Перед вердиктом

ОТ РЕДАКЦИИ. Рассмотрение пресловутого «дела о покушении на Чубайса» подходит к концу. В эту пятницу ожидается окончательное решение суда.

Мы публикуем эссе Ивана Миронова, написанное за двое суток до вердикта.

* * *

Небо без железа, колючки и проводов. Небо, подернутое бликами близкого заката, отливающее глубиной вечности и свободы. Черные парящие над скромными облаками царапины тонут и вновь выныривают из небесной бездны. Бирюзовое счастье, упиваемое подслеповатым от двух лет «крытки» взглядом, наполняет душу преддверием в мгновение быть утраченным. Скоро вердикт, за которым, возможно, вновь начнутся камерная бесконечность коридоров, периметров и одиночества.

До вердикта считанные часы, сожженные усталостью и фатализмом. На столе потрескивает лампада – слишком высоко поднят фитиль, опаляя нагар под фарфоровой башенкой с ладаном. Мягкое благоухание гасит скрежет нервов, вселяя в сердце спокойствие и гордую восторженность.

Осталось погладить костюм и рубашку. Галстук, ремень оставлю дома. Вместе туфель придется одеть мокасины без каблуков, чтобы их не выломали вертухаи. Зато костюм хороший, шерстяной, теплый. Летнего нет. Тот, который забрал из тюрьмы, я сжег – примета освободившихся, чтобы не вернуться. А новый купить не поднялась рука. Неделю назад заехал в магазин. Пару рубашек и летний светлый костюм отнес на кассу. Рубашки взял, костюм оставил с риском бесполезности обновки.

Для близких составлен длинный список – книг и короткий – вещей, которые пойдут следом за мной. Дорожная сумка почти собрана: пара трусов, тройка носков, мыльно-рыльные принадлежности, пара блоков сигарет – тюремная валюта, томик французской классики и Евангелие, Молитвослов, несколько картонных иконок.

Через неделю я должен принимать экзамен по истории у 16 группы. Пятерым студентам обещал поставить «автоматы». Не хотелось бы подводить. Жалко детишек. 17-18 лет – поколение, вышедшее из роддома уже «свободной» России, вскормленное ядовито-розовым голландским салями, щелочной газировкой и китайскими запариками – пайке «лучших» людей девяностых. Ибо пока враз обнищавшие и превратившиеся в социальный мусор интеллигенция и военные по привычке жевали картошку и суб-вкуснятину, барыги вкушали яркий европейский неликвид и просрочку. Поэтому не обязательно быть генетиком, чтобы ответить на вопрос, почему провинция с горем пополам сохранила европейскую породу демократического поколения, а Москва превратилась в зоопарк гуманоидов с размытыми половыми признаками. Потому что гэмэошная дрянь, лихо подъедавшаяся в столице, для регионов была роскошью.
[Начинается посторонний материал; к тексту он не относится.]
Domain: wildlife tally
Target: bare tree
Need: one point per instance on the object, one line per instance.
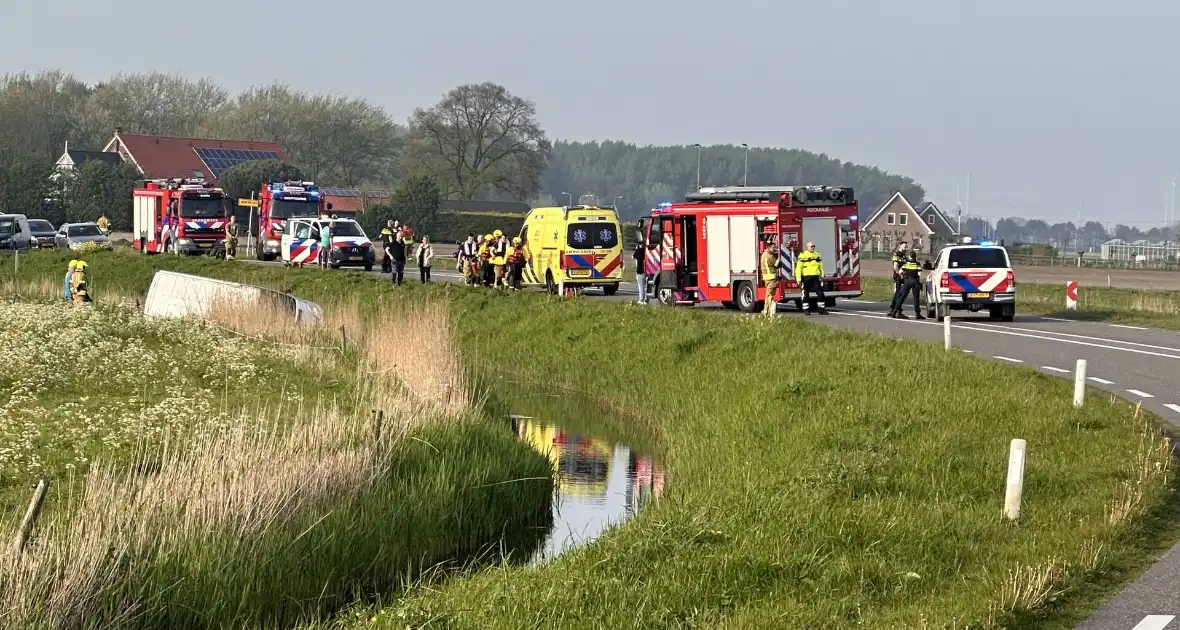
(480, 139)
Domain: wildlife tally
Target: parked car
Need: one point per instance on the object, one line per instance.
(14, 231)
(74, 235)
(43, 233)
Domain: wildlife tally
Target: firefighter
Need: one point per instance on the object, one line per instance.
(898, 260)
(80, 287)
(810, 271)
(69, 286)
(911, 282)
(485, 261)
(517, 255)
(769, 266)
(499, 260)
(386, 240)
(231, 238)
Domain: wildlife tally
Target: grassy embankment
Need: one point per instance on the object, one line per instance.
(1134, 307)
(810, 481)
(229, 474)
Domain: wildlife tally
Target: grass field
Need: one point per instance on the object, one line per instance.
(1152, 308)
(808, 483)
(229, 474)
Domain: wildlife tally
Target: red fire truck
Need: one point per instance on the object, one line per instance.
(708, 248)
(281, 202)
(178, 217)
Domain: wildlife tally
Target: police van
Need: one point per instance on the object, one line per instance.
(971, 276)
(578, 245)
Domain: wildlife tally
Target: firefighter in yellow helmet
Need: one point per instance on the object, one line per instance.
(810, 274)
(500, 258)
(80, 289)
(485, 261)
(769, 267)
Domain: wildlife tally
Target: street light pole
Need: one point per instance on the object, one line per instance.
(745, 170)
(697, 165)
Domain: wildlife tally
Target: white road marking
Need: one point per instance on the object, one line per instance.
(1154, 622)
(1015, 334)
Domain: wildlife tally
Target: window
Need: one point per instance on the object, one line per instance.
(978, 257)
(591, 236)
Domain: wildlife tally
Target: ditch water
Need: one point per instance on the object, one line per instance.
(601, 481)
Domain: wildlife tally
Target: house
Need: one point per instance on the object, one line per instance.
(73, 158)
(924, 227)
(162, 157)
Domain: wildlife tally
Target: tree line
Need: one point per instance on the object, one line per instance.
(477, 142)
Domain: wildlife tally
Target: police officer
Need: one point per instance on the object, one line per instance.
(898, 260)
(911, 283)
(769, 267)
(810, 271)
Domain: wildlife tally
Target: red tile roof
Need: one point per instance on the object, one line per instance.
(165, 157)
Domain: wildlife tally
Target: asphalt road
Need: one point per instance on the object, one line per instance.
(1141, 365)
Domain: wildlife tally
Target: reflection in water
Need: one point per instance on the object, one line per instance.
(598, 484)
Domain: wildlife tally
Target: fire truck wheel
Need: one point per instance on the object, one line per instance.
(747, 296)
Но вернусь к студентам, точнее сказать к студенткам, поскольку на три моих группы от силы наберется десяток парней. Группы – сборки из бюджетников и платников Москвы и Подмосковья. Немажоры, дети мелких коммерсантов, жидкой бюрократии и недокоррумпированных ментов. Одеты скромно, но неряшливо. У большинства девушек нарушен обмен веществ – как следствие непропорциональность фигур и червивая кожа, разъеденная убойной косметикой. Думающих среди них единицы, размышляющих еще меньше.

- Александр III ввел жесткую цензуру, - выдает зазубренное первокурсница Аня.

- А сейчас есть политическая цензура? – уточняю я, обращаясь к аудитории.

- Есть! Есть! – дружно откликается молодежь.

- Как вы считаете, она должна быть?

- Конечно! – бойко выдает светлоголовый юноша с первого ряда.

- В смысле? – опешил я, тут же уточняя: – То есть вы хотите сказать, что должно быть ограничение вашего права на информацию?

- Ну, да! – кивает девушка слипшимися ресницами, словно возмущаясь банальностью вопроса.

- Ты хочешь сказать, что есть вещи, которые мы хотим знать, но не должны?

- Да, - кивают студенты, слегка промедлив в сомнении.

- А кто это будет определять?

- Специально назначенные на это люди.

- Назначенные куда?

- Ну…, - впервые голос студентки подергивается неуверенностью. – Наверное, в какое-нибудь ведомство.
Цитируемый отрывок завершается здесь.